WALHI Sulawesi Selatan gelar Diskusi Publik & Media Briefing: Membincangkan Penghentian Kasus Pendudukan Kawasan Hutan Lindung Pongtorra, Toraja Utara di Etika Studio Cafe, Jl. Tamalate No.1 Kav. 8, Makassar pada Jumat (24/2/2023).

Kasus pelanggaran tindak pidana di kawasan hutan lindung yang dilakukan oleh salah satu oknum anggota DPRD Provinsi Sulawesi Selatan berinisial JS melakukan perusakan hutan lindung yang ada di Pongtorra Kabupaten Toraja Utara. 

Arfandi Anas, Kepala Divisi Hukum dan Politik Hijau WALHI Sulsel menyayangkan terkait pendudukan kawasan hutan lindung tersebut.

“Kenyataan ini sangat ironis dan mengkhawatirkan bagi ekosistem dan daya dukung wilayah sulawesi selatan. Jika praktik ini terus dibiarkan maka dampaknya akan mengancam masyarakat sekitar dengan lingkungan.” terangnya.

Sebelumnya WALHI Sulsel telah melaporkan tindak pidana ini ke POLDA Sulawesi Selatan namun proses penyidikan tidak dilanjutkan dengan alasan kawasan hutan tidak memiliki tapal batas, padahal KLHK sudah menerbitkan SK 362 Tahun 2019 tentang kawasan hutan. 

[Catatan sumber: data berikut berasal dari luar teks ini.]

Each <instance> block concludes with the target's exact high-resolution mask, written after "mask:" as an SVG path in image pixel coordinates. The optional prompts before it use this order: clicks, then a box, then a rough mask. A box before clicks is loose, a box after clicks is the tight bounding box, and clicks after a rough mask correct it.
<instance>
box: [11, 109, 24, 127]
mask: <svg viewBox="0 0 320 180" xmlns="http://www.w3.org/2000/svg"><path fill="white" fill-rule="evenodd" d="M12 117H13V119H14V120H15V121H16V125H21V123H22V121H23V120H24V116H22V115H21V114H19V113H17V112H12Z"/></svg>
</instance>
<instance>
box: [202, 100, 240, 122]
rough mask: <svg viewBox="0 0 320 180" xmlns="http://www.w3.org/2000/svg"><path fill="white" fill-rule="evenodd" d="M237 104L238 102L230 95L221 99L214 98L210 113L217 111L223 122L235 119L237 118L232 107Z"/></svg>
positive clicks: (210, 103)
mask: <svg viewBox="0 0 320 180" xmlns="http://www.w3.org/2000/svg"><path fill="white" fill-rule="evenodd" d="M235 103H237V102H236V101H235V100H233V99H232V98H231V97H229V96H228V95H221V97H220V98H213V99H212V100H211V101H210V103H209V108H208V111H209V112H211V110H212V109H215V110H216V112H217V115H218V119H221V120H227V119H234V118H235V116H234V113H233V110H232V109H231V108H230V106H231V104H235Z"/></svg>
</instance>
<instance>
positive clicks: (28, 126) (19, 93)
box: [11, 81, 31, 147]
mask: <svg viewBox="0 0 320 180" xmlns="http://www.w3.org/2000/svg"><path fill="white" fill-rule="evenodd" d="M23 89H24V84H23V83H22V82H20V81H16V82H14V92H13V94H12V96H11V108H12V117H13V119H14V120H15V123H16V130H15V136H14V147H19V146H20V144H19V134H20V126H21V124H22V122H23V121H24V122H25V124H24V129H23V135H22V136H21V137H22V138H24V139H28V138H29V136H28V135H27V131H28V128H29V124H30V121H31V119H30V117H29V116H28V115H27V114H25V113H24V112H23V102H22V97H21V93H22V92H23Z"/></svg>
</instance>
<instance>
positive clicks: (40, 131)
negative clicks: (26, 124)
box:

Alasan tapal batas inilah membuat status tersangka JS tidak memiliki kejelasan dari penegak hukum dalam hal ini Kejaksaan Tinggi Sulsel dan Polda Sulsel. Jika alasan kawasan hutan belum memiliki tapal batas dan itu menjadi rujukan Penyidik Polda Sulsel maka SK 362 yang diterbitkan kementerian KLHK.

“Dalam proses penanganan perkara setelah dikembalikan kejaksaan, kami pernah meminta apa sebenarnya kendala sehingga kami pelapor bisa berkontribusi. Namun tidak ada respon yang kami dapat. Sehingga kami tidak tau apa yang mendasari penghentian kasus pada 27 Desember 2022, ungkapnya.

Suasana Diskusi Publik & Media Briefing: Membincangkan Penghentian Kasus Pendudukan Kawasan Hutan Lindung Pongtorra, Toraja Utara di Etika Studio Cafe (24/2/23)

Sementara itu Nur Ardansyah, Analis Informasi Sumber Daya Hutan Dinas Kehutanan Sulsel menjelaskan proses pengajuan pelepasan Kawasan Hutan Lindung Pongtorra.

“Untuk lokasi Pongtorra kurang lebih 143 hektar. Sebanyak 31,51 hektar yang diusulkan untuk dilepaskan dari kawasan hutan dan yang disetujui dari Hutan Lindung menjadi Area Penggunaan Lain itu seluas 22,61 hektar,” jelasnya.

Ia juga menambahkan jika untuk tata batas sendiri belum dilaksanakan oleh Balai Besar Pemantapan Kawasan Hutan (BPKH). Sekitar 90% kawasan hutan di Sulawesi Selatan sudah dilakukan tata batas.

“Sebenarnya di Pongtorra sudah ada tata batas, namun lantaran ada area perubahan maka perlu ada tata batas ulang,” ungkapnya.

Kepala Seksi Wilayah I Makassar Gakkum LHK Wilayah Sulawesi turut memberikan pendapat mengenai kasus tersebut. Terkait dengan Hutan Lindung Pongtorra yang WALHI pernah melakukan pengaduan, pihak Gakkum Sulawesi melakukan koordinasi dengan Polda Sulsel terkait pengaduan yang dilaporkan.

“Dari hasil koordinasi itu 2 kali koordinasi, pengaduan yang masuk di Gakkum Sulawesi perkaranya sudah ditangani oleh Polda Sulsel. Sehingga kami menyerahkan ke Polda Sulawesi Selatan untuk melakukan proses penyidikan dan penyelidikan,” jelasnya.

“Pada dasarnya kami tidak mau terlalu jauh, karena ini merupakan ranah dari Polda Sulsel,” tambahnya.

Sementara itu Rachmat Sukarno, Ketua PBHI Sulsel cukup menyangkan penghentian perkara yang dilaporkan WALHI Sulsel. Menurutnya WALHI Sulsel secara kelembagaan memiliki legal standing yang jelas untuk mengakomodir pelaporan dari warga di Pongtorra.

Ia juga mengusulkan untuk tetap melanjutkan perkara pendudukan kawasan hutan lindung Pongtorra.

“Untuk melakukan membuka perkara ini bisa dilakukan praperadilan. Kita harus mengumpulkan bukti-bukti untuk membuka perkara ini kembali dengan adanya bukti baru yang diajukan,” terangnya.